Holding onto the hem...
Seems like that's for the women who touched Jesus and he even felt that slight touch. Well I'm that woman, feeling weary of belief. I'm holding onto the hem of faith. Knowing that god covers me in the cleft of the rock, restores life from death....yet today this season, I'm holding into belief.
Katie our daughter with special needs and so many issues that keep her from "normal" life is a senior this year. She's a life giver to everyone she meets, especially the stranger. She's not inhibited to preach or proclaim the goodness of god wherever we go. The ER...a place that produces anxiety and some fear inside me. Yet she exhibits joke telling with doctors and nurses...has visitors that can't tell she's even sick. Her joy rises above her pain... Visitors like Mr. Terry...he's a military man, smart and very succeful; he's the face of Jesus. He sits down and begins listening and sharing laughter with Katie , intensely and so personal. Together they break bread and Jesus is among their friendship. It's so "loud" it's contagious and others want to be part of their experience. That's love.

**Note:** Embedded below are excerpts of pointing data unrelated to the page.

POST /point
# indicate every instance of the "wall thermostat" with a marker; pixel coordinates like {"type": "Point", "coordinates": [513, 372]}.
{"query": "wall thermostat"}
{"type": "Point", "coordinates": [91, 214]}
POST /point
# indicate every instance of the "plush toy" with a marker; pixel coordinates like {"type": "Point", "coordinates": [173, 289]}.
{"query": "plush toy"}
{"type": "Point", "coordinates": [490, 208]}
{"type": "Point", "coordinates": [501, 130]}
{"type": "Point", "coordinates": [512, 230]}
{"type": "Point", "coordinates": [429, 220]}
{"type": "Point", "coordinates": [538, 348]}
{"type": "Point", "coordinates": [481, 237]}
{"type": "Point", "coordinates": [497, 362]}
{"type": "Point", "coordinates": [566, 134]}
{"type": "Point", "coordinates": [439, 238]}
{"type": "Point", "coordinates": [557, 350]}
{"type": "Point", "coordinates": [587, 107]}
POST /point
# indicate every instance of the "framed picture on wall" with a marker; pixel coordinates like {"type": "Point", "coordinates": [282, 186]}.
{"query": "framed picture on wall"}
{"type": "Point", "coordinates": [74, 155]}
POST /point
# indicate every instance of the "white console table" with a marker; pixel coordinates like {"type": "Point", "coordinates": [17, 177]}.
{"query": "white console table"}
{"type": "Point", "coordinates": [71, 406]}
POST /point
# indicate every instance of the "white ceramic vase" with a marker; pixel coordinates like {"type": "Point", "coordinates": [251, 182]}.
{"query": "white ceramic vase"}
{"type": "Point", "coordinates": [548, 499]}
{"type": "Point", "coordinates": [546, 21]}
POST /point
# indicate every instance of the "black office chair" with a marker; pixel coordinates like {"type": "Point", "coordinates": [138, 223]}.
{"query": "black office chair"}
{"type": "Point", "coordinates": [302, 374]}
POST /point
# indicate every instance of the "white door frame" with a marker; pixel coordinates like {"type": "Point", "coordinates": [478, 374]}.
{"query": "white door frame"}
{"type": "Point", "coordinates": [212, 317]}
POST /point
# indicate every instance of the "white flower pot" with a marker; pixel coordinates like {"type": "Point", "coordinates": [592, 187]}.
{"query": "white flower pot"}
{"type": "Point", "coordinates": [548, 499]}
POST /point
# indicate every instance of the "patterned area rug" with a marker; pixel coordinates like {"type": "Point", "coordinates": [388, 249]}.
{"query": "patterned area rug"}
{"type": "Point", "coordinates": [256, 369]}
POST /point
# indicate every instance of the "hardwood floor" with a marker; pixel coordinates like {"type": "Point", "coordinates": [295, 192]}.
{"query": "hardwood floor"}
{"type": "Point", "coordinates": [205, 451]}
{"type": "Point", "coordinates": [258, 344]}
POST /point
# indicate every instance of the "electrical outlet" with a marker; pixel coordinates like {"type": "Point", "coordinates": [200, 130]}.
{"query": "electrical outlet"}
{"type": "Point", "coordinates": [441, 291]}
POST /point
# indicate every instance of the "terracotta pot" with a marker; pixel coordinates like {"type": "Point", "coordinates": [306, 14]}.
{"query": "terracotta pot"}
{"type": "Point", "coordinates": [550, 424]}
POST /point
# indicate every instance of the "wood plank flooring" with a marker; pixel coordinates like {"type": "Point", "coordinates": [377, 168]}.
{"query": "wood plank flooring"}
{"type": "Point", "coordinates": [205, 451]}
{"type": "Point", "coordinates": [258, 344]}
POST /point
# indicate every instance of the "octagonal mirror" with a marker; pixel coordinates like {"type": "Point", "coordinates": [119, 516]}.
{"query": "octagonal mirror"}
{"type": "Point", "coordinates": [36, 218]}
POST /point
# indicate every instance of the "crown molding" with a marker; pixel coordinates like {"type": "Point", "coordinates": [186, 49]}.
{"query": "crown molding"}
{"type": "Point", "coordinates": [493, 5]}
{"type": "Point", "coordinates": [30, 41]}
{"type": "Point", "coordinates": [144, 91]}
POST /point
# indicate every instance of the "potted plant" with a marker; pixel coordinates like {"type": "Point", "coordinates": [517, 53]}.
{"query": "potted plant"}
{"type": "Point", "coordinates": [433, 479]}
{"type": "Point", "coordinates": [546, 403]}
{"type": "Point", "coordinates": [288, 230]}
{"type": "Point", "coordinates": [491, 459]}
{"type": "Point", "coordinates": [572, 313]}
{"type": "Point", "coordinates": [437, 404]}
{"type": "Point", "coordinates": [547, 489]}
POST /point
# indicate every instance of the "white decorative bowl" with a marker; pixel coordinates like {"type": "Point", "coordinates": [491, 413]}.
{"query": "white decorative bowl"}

Friend of mine with a child with severe issues brings her children to rescue my other three on Friday night so I can have a nap. She takes her three, one that cannot walk, to play in the park, enjoy milkshakes, eat burgers and watch funny episodes of Psych. That's love.
My friend, offering repeatedly to bring me to nod from work...take me out for supper or walks from her room to mine with coffee, made like I love it, just to sit. Or offers to style hair and makeup for senior photos for a treasured moment that we thought might now come. That's love.
Young friends, ones I have taught in high school....reaching out to kid sit, grocery shop, bring me weigels drink and chocolate for a "push" to get thru the day....they pray and check in with me daily. They're are love.
Ministers who are colleagues and friends who go beyond to weep with us or break bread as we wrestle the questions of fair and equality...without judgment. That's love.
Friends from across the ocean making time to skype to offer friendship as close as face to face as possible. Again love.
Friend who buys groceries or coffee and checks in weekly to make sure my feet are grounded and my heart is not troubled. Who has no answers but offers friendship. Love.
Friend who says I can be there with you, I'm a fixer. I want to be present with you....in 5 hours, I'm there. That's love.
Another friend....I can just come and sit with you.
Theses are the hems of faith which my fingers are grasping. This is provision as Katie and I listen to songs of praise this morning...we talk about life and death. She's worried about herself. She is asking if I'm afraid for her to die. I'm not. Together we hear the songs such as "he touched me" and "candle in the world" and Katie smiles.
"This makes my heart sing mama b"
I met Katie at Camp Celebrate this year. She is every bit as awesome as.my daughter Samantha told me she is. Really larger than life. My heart has ached since hearing of Katie's recent illness. Honestly my reaction has taken me by surprise. That, I guess is no shock as Katie likely takes many people by surprise. What a beautiful girl with a beautiful spirit. I hurt for and with you and pleade for Jesus to be present and bring peace and healing.
ReplyDeleteI did not know your daughter was sick. My heart goes out to you! I sure love you. Sending prayers your way and so much love.